Дьяволиада. Роковые яйца

22
18
20
22
24
26
28
30

И когда он залез в вагон со своим твердым чемоданом и огляделся, презрительная усмешка исказила его выразительное лицо.

– Гм… подумаешь, – заговорил он… или, вернее, не заговорил, а как-то заскрипел, – свинячили, свинячили четыре года, а теперь вздумали чистоту наводить! К чему, спрашивается, было все это разрушать? И вы думаете, что я верю в то, что у них что-нибудь выйдет? Держи карман. Русский народ – хам. И все им опять заплюет!

И в тоске и в отчаянии швырнул окурок на пол и растоптал. И немедленно (черт его знает, откуда он взялся, – словно из стены вырос) появился некто с квитанционной книжкой в руках и сказал, побивая рекорд лаконичности:

– Тридцать миллионов.

Не берусь описать лицо нэпмана. Я боялся, что его хватит удар.

* * *

Вон она какая история, товарищи берлинцы. А вы говорите «bolscheviki», «bolscheviki»! Люблю порядок.

* * *

Прихожу в театр. Давно не был. И всюду висят плакаты «курить строго воспрещается». И думаю я, что за чудеса: никто под этими плакатами не курит. Чем это объясняется? Объяснилось это очень просто, так же, как и в вагоне. Лишь только некий с черной бородкой – прочитав плакат – сладко затянулся два раза, как вырос молодой человек симпатичной, но непреклонной наружности и:

– Двадцать миллионов.

Негодованию черной бородки не было предела.

Она не пожелала платить. Я ждал взрыва со стороны симпатичного молодого человека, игравшего благодушно квитанциями. Никакого взрыва не последовало, но за спиной молодого человека, без всякого сигнала с его стороны (большевистские фокусы!), из воздуха соткался милиционер. Положительно, это было гофманское нечто. Милиционер не произнес ни одного слова, не сделал ни одного жеста. Нет! Это было просто воплощение укоризны в серой шинели с револьвером и свистком. Черная бородка заплатила со сверхъестественной гофманской же быстротой.

И лишь тогда ангел-хранитель, у которого вместо крыльев за плечами помещалась небольшая, изящная винтовка, отошел в сторону и «добродушная пролетарская улыбка заиграла на его лице» (так пишут молодые барышни революционные романы).

Случай с черной бородкой так подействовал на мою впечатлительную душу (у меня есть подозрение, что и не только на мою), что теперь, куда бы я ни пришел, прежде чем взяться за портсигар, я тревожно осматриваю стены – нет ли на них какой-нибудь печатной каверзы. И ежели плакат «строго воспрещается», подманивающий русского человека на курение и плевки, то я ни курить, ни плевать не стану ни за что.

IX Золотой век

Фридрихштрасской уверенности, что Россия прикончилась, я не разделяю, и даже больше того: по мере того, как я наблюдаю московский калейдоскоп, во мне рождается предчувствие, что «все образуется» и мы еще можем пожить довольно славно.

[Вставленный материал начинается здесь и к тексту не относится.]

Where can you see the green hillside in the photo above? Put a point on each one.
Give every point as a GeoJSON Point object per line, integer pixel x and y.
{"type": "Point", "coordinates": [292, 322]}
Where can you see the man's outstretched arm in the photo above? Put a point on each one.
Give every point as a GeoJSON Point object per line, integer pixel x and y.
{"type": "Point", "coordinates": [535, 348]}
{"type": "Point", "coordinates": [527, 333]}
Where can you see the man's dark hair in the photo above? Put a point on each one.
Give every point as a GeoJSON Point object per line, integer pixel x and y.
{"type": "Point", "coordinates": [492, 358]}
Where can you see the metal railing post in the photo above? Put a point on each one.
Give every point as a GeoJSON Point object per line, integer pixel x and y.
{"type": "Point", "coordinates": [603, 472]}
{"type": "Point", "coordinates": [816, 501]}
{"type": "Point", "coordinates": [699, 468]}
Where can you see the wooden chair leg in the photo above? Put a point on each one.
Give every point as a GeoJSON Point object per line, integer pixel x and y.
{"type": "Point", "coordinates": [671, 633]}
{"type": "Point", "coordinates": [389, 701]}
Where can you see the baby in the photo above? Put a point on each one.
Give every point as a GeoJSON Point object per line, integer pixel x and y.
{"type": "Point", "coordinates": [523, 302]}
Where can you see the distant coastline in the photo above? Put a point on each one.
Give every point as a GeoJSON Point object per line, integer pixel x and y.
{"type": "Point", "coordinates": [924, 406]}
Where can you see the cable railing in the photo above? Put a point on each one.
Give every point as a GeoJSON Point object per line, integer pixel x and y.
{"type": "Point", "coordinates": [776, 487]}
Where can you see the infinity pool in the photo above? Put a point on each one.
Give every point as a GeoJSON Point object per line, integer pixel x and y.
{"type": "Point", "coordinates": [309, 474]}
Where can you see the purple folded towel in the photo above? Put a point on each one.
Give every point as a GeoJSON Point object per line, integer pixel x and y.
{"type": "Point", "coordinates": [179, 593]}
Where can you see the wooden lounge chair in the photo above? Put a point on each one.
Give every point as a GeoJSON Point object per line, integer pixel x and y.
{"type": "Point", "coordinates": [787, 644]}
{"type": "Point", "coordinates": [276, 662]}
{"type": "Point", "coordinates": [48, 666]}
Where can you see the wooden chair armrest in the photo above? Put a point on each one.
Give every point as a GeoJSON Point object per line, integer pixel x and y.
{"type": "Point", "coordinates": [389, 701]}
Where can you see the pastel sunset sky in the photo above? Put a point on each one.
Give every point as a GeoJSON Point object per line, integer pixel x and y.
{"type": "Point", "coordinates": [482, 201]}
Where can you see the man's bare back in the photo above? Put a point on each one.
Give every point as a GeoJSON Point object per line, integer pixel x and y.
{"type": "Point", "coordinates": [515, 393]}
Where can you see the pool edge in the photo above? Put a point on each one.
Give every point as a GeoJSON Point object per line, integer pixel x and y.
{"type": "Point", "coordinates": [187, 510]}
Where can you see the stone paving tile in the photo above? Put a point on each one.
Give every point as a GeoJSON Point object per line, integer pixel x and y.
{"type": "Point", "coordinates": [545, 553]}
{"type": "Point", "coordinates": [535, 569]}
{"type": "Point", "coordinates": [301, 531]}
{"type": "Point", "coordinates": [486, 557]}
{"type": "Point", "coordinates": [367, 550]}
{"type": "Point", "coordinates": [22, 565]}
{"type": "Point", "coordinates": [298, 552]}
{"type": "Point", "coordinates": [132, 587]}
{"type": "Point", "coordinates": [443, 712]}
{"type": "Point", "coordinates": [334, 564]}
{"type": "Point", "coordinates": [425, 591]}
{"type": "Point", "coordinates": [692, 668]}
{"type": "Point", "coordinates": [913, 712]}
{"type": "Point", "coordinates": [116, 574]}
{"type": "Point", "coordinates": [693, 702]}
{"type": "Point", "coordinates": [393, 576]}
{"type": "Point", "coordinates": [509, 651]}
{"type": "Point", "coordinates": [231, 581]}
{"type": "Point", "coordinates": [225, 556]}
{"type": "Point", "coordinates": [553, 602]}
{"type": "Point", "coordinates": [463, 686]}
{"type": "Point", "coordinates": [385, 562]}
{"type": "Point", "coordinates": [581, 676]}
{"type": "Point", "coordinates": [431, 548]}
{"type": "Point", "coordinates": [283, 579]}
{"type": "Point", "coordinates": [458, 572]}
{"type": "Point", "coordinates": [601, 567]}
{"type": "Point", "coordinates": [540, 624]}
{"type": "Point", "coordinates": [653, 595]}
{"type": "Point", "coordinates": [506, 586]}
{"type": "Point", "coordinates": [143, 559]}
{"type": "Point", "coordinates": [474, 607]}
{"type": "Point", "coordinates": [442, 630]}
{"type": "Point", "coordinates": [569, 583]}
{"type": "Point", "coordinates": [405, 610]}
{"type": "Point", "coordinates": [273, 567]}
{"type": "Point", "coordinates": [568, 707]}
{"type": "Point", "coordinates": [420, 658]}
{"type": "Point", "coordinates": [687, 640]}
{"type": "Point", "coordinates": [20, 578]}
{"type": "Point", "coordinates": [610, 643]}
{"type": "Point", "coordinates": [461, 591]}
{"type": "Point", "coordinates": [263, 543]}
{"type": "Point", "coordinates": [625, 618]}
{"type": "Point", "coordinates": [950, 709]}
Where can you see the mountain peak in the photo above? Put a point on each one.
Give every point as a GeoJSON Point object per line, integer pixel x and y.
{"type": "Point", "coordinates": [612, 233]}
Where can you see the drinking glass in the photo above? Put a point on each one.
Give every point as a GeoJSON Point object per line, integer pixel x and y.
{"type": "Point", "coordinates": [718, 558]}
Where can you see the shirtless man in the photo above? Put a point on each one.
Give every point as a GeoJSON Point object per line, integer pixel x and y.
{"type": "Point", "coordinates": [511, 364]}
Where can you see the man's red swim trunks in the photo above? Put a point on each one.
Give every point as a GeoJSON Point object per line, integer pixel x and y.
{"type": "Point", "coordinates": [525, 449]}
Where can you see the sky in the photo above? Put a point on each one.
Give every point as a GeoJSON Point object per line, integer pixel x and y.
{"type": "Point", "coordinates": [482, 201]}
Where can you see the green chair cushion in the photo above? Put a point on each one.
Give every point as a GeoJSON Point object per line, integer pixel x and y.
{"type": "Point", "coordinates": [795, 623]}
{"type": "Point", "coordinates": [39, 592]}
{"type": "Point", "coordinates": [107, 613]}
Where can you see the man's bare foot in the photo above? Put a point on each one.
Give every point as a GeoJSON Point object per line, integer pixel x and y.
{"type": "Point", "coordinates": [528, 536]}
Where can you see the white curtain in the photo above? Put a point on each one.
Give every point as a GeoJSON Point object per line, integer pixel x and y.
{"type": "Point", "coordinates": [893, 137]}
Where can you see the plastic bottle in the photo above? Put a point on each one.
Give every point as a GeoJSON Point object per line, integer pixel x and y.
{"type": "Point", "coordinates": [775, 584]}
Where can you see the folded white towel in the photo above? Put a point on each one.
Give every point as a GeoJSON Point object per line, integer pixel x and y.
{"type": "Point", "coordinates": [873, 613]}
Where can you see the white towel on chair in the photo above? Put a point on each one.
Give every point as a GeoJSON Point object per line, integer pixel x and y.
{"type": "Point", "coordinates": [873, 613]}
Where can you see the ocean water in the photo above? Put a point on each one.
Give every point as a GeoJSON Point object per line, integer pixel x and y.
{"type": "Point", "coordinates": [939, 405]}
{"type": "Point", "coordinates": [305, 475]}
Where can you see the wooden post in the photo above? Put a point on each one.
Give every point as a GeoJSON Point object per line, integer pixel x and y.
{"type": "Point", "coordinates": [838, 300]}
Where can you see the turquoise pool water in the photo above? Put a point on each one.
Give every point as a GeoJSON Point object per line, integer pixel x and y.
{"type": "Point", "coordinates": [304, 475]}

Однако я далек от мысли, что Золотой век уже наступил. Мне почему-то кажется, что наступит он не ранее, чем порядок, симптомы которого так ясно начали проступать в столь незначительных, казалось бы, явлениях, как все эти некурительные и неплевательные события, пустит окончательные корни.

ГУМ с тысячами огней и гладко выбритыми приказчиками, блестящие швейцары в государственных магазинах на Петровке и Кузнецком, «верхнее платье снимать обязательно» и т. под. – это великолепные ступени на лестнице, ведущей в рай, но еще не самый рай.

Для меня означенный рай наступит в то самое мгновение, как в Москве исчезнут семечки. Весьма возможно, что я выродок, не понимающий великого значения этого чисто национального продукта, столь же свойственного нам, как табачная жвачка славным американским героям сногсшибательных фильмов, но весьма возможно, что просто-напросто семечки – мерзость, которая угрожает утопить нас в своей слюнявой шелухе.

Боюсь, что мысль моя покажется дикой и непонятной утонченным европейцам, а то я сказал бы, что с момента изгнания семечек для меня непреложной станет вера в электрификацию, поезда (150 километров в час), всеобщую грамотность и прочее, что уже, несомненно, означает рай.

И маленькая надежда у меня закопошилась в сердце после того, как на Тверской меня чуть не сшибла с ног туча баб и мальчишек с лотками, летевших куда-то с воплями:

– Дунька! Ходу! Он идет!!

«Он» оказался, как я и предполагал, воплощением в сером, но уже не укоризны, а ярости.